I’ve always wanted to travel to the farthest-away-place in the world. Once, when I was a young woman, I stood in the foothills of the Himalayas. I saw ranges of mountains, rising higher and higher as far in the distance as I could see. The Rockies were dwarfed in comparison. How far away this was from my home in Canada and how different. Still, even here, women were cooking dinner and children were noisily playing. To these people, I knew, this place was neither far away nor exotic. It was simply home.
Jay and I have just returned home from a cruise round the bottom of South America. And I came closer, perhaps, to reaching this farthest-away-from-everywhere place.
Oh, there were a few glitches, of course. For one thing, we missed the ship. And no, to all of you who know me too well, it was not my fault. We had driven to New York City a day early. We had arrived hours early to the airport. But the airline cancelled the flight to Santiago and the next flight was delayed for hours in Lima, Peru. So we ending up staying a night in Santiago and flying into Puerto Montt, the next stop on the cruise (where snow-clad volcanoes pierce the sky) to wait for our ship.
We cruised for about two weeks. The Southern Andes are majestic. And for most of the trip, we saw no one onshore, no other ships, no signs that people have ever been there before though the names are familiar and evocative: the Darwin Channel, the Chilean Fjords, the Strait of Magellan, the Beagle Channel.
And Tierra del Fuego, the island at the end of the Western hemisphere.
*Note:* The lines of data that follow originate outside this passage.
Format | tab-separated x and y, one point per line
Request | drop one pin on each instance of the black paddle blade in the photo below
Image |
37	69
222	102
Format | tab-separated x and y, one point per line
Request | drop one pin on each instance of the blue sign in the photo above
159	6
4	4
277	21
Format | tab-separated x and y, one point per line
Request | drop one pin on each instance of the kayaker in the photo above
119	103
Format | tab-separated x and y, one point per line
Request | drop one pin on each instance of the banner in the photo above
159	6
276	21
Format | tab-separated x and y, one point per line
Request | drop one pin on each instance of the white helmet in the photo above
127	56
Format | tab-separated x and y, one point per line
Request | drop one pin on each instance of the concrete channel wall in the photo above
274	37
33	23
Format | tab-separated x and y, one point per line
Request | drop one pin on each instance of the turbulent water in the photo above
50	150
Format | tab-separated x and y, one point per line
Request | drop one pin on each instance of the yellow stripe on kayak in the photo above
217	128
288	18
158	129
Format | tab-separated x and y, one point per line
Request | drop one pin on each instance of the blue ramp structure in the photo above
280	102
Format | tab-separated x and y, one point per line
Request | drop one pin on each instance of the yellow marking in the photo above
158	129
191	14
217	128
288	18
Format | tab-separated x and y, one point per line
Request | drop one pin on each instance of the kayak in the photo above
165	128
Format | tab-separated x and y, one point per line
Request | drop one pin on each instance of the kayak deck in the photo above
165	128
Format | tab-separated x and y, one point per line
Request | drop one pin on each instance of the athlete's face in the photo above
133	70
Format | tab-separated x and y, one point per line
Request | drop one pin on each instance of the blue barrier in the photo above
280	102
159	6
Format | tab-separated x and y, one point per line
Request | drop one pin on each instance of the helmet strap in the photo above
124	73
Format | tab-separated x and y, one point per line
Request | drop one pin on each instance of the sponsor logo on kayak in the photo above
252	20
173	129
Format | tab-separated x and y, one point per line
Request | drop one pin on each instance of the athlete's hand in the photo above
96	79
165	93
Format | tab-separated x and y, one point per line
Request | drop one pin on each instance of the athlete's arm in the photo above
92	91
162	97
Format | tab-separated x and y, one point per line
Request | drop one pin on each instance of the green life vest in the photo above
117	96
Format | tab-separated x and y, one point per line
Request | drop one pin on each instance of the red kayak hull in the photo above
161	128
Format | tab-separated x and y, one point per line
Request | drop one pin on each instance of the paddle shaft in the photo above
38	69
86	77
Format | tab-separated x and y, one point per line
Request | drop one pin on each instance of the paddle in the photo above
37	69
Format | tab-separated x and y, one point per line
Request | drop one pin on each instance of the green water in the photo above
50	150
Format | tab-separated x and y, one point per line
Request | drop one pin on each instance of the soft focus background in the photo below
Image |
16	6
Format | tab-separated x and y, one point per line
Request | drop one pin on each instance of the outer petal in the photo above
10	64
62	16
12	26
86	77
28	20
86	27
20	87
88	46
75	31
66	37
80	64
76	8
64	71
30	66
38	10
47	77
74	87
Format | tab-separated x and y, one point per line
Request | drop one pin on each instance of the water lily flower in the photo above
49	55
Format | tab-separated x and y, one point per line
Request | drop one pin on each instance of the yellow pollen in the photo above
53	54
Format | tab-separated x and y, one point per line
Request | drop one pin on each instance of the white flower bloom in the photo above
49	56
And we sailed all around Cape Horn. I had chosen my reading material carefully, Two Years Before the Mast. I wanted to immerse myself in the history, the suffering, the promise, and the adventure of sailing round the Horn. (And a pox on those of you who would mock me because we were on a fancy cruise ship.)
For most of the trip, albatrosses and other birds with names unfamiliar to me kept us company, soaring and dipping in the wind.
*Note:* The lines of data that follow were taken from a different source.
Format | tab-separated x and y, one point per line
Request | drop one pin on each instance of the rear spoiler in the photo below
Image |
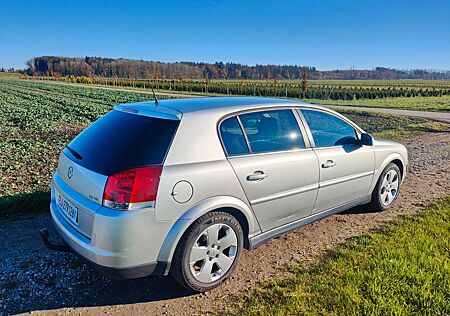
150	109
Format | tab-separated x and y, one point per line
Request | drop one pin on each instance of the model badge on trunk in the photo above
70	172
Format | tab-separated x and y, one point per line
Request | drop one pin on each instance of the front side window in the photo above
233	138
269	131
328	130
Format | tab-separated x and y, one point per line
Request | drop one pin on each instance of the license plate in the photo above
67	208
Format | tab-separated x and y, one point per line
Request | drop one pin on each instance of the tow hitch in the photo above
45	234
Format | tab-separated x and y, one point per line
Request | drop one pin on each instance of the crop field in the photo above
36	121
38	118
427	95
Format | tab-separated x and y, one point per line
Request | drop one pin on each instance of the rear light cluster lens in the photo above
132	189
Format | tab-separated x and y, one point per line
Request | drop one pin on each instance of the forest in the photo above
140	69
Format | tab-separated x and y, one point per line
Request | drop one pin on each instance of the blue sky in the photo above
326	34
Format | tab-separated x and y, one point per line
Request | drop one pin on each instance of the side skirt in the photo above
263	238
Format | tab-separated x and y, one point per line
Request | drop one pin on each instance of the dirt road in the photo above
35	279
437	116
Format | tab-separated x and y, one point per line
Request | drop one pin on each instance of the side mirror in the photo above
366	139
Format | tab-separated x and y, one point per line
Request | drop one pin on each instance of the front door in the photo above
279	173
346	166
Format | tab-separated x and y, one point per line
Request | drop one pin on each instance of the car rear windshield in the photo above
119	141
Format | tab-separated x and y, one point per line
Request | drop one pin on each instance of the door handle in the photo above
329	164
257	176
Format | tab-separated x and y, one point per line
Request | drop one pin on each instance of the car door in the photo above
274	164
346	166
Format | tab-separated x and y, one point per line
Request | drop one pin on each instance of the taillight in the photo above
132	189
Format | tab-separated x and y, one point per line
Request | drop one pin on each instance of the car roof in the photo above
220	105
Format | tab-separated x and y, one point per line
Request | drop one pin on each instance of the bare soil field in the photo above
33	279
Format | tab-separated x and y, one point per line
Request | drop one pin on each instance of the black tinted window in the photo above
272	131
120	141
232	137
329	130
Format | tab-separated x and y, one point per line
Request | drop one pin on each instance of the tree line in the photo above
140	69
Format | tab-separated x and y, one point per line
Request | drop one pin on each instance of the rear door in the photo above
346	166
274	164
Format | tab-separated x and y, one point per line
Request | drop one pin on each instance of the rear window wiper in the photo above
74	153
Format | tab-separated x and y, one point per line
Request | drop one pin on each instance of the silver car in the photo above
182	186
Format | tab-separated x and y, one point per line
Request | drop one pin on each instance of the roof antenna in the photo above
154	96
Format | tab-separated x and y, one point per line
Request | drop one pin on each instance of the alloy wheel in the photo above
213	253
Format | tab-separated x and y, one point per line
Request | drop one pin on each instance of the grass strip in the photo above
402	269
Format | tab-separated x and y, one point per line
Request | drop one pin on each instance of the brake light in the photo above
132	189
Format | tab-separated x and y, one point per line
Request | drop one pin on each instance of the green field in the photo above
38	118
404	269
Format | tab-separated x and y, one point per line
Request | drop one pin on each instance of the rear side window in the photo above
119	141
233	138
269	131
329	130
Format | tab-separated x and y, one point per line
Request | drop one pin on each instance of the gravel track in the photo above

And if a gale prevented us from stopping at the Falkland Islands–and seeing penguins–still, how often do I get to cruise through an honest-to-goodness gale?
A Woman whose cabin was on a lower deck told me that the waves rose higher than her window and smashed against her window. It frightened her terribly.
Too soon we reached Montevideo and Buenos Aires and too soon flew home. But the experience is still flooding my mind.
Along the way I had met a young man off on his own adventure. He was planning to cycle in Chile, down through Patagonia on an unpaved road. He had planned his trip for a long time. For him, I suppose, our comfy cruise was no challenge and little adventure (though he was much too polite to say so). Certainly we were pampered. The lattés in the Explorers Lounge onship were delicious, the books inviting, the leather chairs wonderfully comfortable, and the views magnificent.
But we all get to create and claim our own adventures, great or little. Doubtless, I’ll remember the ship, the ports, and the people we met. But the images of the sea—when the waves crashed in the gale and when the colors of sunrise and sunset colored the waters—will be vivid for me forever. So will the far-away-from-everywhere places on shore. I’ll remember the icy mountains and the dark waters and the albatrosses soaring and dipping in the wind. Those memories will enrich and gladden me.